Vanguards: investing in the future today

Guest blogger Paul Corrigan argues that recent financial investments into the Vanguards are crucial given the importance of the new models to health and social care's future.

Blog post

Published: 08/06/2016

The recent announcement of additional Vanguard funding for 2016/17 was greeted with all the normal emotions that come with any financial allocations in the NHS. Most people getting money don't get the total sum they asked for, and the rest of the service looks on jealously at the fact that those getting money are getting anything at all.

So, depending on where you are standing, the allocations of £112 million can be both clearly not enough and unfairly too much. Given the sums of money involved in the NHS, both judgements can be right. £112 million is one tenth of one per cent of the NHS budget – so isn't really very much to invest in the models that are to supposed to deliver the future. But in any other part of the real world, where millions of pounds count as big money, £112 million is a lot to spend in a year – try telling your local social care provider that a local allocation of £4 million is not very much money.

So why should the NHS invest anything in the Vanguards? The Five Year Forward View is one of those odd documents that everyone agrees with, but few believe to be a guide for action. It outlined that, by 2020, there would be substantial gaps in quality health care provision. These would be caused in part by an increase in demand and in part by new demand for health care. Since we have a system that is set up for episodic care, and most new demand is for coordinated long-term care, the health organisations we have are mostly set up to provide the wrong sort of care. So in October 2014 there was a need to explore new models to try and change the orientation of health and social care services.

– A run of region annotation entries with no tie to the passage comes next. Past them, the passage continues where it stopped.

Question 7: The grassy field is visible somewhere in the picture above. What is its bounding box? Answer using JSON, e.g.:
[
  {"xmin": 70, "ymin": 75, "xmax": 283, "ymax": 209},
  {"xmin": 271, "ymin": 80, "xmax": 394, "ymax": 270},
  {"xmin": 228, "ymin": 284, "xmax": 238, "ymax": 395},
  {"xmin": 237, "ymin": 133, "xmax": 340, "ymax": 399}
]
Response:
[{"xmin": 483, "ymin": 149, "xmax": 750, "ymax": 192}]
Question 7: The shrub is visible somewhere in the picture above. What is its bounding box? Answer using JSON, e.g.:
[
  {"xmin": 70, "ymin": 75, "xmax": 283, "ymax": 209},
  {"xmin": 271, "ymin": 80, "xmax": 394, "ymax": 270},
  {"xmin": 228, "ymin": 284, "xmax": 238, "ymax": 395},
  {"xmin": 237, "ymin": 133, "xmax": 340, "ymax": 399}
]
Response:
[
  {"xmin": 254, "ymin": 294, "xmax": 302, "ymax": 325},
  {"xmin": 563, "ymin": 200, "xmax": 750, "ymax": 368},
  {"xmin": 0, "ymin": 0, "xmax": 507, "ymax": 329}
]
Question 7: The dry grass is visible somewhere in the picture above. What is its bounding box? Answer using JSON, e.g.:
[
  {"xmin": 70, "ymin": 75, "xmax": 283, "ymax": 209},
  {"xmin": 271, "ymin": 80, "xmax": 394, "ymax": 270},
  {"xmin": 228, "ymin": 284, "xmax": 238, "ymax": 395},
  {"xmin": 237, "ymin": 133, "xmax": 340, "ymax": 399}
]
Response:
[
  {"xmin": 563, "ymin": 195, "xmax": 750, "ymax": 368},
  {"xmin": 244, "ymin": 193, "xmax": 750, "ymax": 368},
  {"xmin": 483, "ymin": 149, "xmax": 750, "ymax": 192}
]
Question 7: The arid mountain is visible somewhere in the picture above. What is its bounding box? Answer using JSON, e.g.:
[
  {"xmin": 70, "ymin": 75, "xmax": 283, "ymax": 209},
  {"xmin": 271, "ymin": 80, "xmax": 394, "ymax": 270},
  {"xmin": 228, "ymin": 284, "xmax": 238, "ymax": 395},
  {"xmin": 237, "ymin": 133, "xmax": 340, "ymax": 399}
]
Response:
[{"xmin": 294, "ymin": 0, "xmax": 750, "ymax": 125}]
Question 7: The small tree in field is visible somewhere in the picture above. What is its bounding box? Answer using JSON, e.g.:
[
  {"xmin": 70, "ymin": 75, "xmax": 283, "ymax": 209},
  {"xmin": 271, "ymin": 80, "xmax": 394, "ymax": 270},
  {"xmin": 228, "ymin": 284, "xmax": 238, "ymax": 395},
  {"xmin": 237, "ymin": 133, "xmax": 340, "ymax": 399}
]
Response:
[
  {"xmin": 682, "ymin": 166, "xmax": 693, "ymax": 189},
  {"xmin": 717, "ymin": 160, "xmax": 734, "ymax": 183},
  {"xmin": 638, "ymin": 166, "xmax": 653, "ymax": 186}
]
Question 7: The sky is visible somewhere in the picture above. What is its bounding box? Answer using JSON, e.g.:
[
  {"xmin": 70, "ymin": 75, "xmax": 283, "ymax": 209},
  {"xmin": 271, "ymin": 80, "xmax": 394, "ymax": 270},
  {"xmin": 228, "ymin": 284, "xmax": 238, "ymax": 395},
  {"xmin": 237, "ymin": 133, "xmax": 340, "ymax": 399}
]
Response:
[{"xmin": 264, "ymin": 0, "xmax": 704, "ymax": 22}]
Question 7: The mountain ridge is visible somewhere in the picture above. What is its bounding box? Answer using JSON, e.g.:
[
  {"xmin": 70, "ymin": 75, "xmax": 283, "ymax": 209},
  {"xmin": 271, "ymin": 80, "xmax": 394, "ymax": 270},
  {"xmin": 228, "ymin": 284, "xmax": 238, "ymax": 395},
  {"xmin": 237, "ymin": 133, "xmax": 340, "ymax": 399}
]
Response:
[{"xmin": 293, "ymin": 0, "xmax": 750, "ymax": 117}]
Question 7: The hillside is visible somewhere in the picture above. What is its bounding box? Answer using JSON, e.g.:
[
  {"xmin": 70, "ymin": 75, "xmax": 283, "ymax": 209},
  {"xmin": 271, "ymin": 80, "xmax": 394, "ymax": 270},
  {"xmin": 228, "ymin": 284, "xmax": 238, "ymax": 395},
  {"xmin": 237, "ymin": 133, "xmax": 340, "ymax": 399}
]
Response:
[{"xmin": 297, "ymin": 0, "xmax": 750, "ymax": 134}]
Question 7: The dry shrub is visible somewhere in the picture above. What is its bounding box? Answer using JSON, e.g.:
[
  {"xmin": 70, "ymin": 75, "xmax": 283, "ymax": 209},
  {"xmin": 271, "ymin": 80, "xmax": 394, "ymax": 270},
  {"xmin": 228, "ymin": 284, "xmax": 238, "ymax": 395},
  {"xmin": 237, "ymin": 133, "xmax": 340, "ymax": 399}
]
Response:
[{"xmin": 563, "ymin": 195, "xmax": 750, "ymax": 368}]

Here we are, more than 18 months after the publication of the Forward View, and if anything the pressure for new forms of care has come earlier and more heavily than expected. GP surgeries trying to meet this increased demand with the old model of care are finding it very, very hard today – not in 2020. The Forward View argued that we needed the new in 2020, but the growing demand for comorbidity services is causing existing services real problems here and now.

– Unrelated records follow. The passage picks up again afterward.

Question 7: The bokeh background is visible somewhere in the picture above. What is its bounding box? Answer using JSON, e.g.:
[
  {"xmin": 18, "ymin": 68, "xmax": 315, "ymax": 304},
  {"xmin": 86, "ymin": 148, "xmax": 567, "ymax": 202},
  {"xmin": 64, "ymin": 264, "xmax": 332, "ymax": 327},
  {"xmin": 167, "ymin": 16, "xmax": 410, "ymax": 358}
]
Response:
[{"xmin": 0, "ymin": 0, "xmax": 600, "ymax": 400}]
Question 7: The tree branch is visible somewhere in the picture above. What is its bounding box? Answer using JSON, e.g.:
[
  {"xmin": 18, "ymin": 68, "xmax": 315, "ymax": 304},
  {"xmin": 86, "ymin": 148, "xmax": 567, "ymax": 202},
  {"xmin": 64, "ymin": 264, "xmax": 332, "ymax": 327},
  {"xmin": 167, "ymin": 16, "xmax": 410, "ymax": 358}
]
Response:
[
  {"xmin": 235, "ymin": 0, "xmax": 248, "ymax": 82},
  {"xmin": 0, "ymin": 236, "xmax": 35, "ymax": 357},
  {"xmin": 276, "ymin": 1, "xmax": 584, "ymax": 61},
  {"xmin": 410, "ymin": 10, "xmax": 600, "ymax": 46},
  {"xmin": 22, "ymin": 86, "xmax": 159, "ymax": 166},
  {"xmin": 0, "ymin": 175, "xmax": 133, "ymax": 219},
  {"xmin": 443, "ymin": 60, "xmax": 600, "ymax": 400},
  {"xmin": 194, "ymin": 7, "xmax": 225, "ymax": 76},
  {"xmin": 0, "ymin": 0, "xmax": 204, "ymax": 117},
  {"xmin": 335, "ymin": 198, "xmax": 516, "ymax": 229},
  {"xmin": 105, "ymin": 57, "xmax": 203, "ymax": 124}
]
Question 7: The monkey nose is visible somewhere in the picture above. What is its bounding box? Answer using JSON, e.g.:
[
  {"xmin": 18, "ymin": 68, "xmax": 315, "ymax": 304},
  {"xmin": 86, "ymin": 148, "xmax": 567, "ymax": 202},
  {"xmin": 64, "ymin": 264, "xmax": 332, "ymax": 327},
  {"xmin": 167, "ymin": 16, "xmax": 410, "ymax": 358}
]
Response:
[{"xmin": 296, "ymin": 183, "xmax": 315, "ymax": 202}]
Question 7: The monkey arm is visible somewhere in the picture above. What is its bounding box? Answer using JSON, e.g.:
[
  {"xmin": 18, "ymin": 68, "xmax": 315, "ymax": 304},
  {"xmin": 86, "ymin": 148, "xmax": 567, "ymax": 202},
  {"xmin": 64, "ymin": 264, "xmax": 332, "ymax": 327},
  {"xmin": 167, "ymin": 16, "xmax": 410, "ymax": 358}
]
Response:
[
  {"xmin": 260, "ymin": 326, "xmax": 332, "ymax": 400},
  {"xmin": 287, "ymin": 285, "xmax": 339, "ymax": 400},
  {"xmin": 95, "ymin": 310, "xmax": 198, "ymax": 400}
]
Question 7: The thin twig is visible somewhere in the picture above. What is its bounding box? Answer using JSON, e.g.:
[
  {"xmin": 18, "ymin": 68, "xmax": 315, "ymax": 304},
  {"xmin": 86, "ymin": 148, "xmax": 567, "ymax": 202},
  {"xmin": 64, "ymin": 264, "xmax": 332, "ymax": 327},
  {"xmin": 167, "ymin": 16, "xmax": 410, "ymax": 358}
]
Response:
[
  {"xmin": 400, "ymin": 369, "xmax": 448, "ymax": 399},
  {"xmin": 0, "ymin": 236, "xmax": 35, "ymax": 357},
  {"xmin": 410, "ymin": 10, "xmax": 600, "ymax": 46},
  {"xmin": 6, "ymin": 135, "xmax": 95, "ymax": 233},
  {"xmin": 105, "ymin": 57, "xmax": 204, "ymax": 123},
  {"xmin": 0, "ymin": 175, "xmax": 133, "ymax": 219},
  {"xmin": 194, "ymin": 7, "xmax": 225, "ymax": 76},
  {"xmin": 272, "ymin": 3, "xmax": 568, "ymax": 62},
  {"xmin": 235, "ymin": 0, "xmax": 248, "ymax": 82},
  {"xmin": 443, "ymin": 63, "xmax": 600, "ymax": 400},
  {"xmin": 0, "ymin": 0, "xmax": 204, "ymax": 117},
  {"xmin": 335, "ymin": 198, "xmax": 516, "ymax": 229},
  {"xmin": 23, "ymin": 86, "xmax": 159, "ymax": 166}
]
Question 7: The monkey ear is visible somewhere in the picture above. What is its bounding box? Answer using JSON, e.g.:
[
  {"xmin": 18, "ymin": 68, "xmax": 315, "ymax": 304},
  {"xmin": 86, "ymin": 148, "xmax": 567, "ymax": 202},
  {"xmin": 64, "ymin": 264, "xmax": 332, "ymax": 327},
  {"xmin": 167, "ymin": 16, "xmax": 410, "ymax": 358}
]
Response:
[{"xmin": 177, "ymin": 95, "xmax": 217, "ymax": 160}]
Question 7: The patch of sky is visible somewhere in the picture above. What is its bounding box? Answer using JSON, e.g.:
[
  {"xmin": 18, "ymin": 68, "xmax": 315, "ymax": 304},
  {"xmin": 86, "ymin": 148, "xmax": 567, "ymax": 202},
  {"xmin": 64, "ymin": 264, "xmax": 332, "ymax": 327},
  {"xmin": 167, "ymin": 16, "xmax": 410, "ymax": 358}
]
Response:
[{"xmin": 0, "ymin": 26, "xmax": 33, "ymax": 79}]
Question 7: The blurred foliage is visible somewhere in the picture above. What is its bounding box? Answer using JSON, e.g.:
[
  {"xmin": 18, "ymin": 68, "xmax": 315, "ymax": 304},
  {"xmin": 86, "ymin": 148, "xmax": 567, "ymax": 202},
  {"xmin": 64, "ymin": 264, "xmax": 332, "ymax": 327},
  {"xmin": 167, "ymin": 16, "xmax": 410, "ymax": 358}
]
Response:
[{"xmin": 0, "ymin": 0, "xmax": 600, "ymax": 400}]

So, as their name suggests, the Vanguards are out front in developing new models, but we also need them to expand to meet this new demand here and now – not in four years' time.

That's why the £112 million is so important. In most health economies this investment in new models of care represents just a few percentage points on the budget of the local health economy. Again, it's not much but it's also a very great deal in the current climate, and it allows the Vanguards to work through and test whether some of the straightforward issues in new care models actually work at scale. For example:

  • Can the employment of pharmacists within a primary care team actually release GP time?

  • Does the use of phone and email consultations simply increase demand, or can it increase the productivity that has been limited in the past to face-to-face consultation?

  • Can investment in the voluntary sector really provide assistance to primary care teams in developing new forms of local assets?

  • Can the unpleasantly named extensivists keep very sick people in their own home rather than being bounced in and out of hospital beds?

This £112 million has been invested in answering these and other questions – not hypothetically in a seminar – but with real staff and real people, in real services.

It's true that some of the answers to these questions will be 'no'. In which case, we need to stop investing in that question and move the investment to those where the answer is 'yes'.

In every public or private service, the three crucial aspects of innovation are to:

  • try new services to see whether they work

  • stop the ones that don't

  • scale the ones that do.

In the coming year there will need to be some ruthless decisions made about some Vanguards that have not created the basis for NHS and social care sustainability. There will then need to be some equally ruthless decisions made about how we scale the ones that do provide such a basis.

The ambition is that, by 2020, half the population will be receiving some care via a new model. For this to happen, we will need the investment this year in order to have tested these new realities properly – some to destruction and some to success.

The views presented in this blog are those of the author and do not necessarily represent the views of the Nuffield Trust.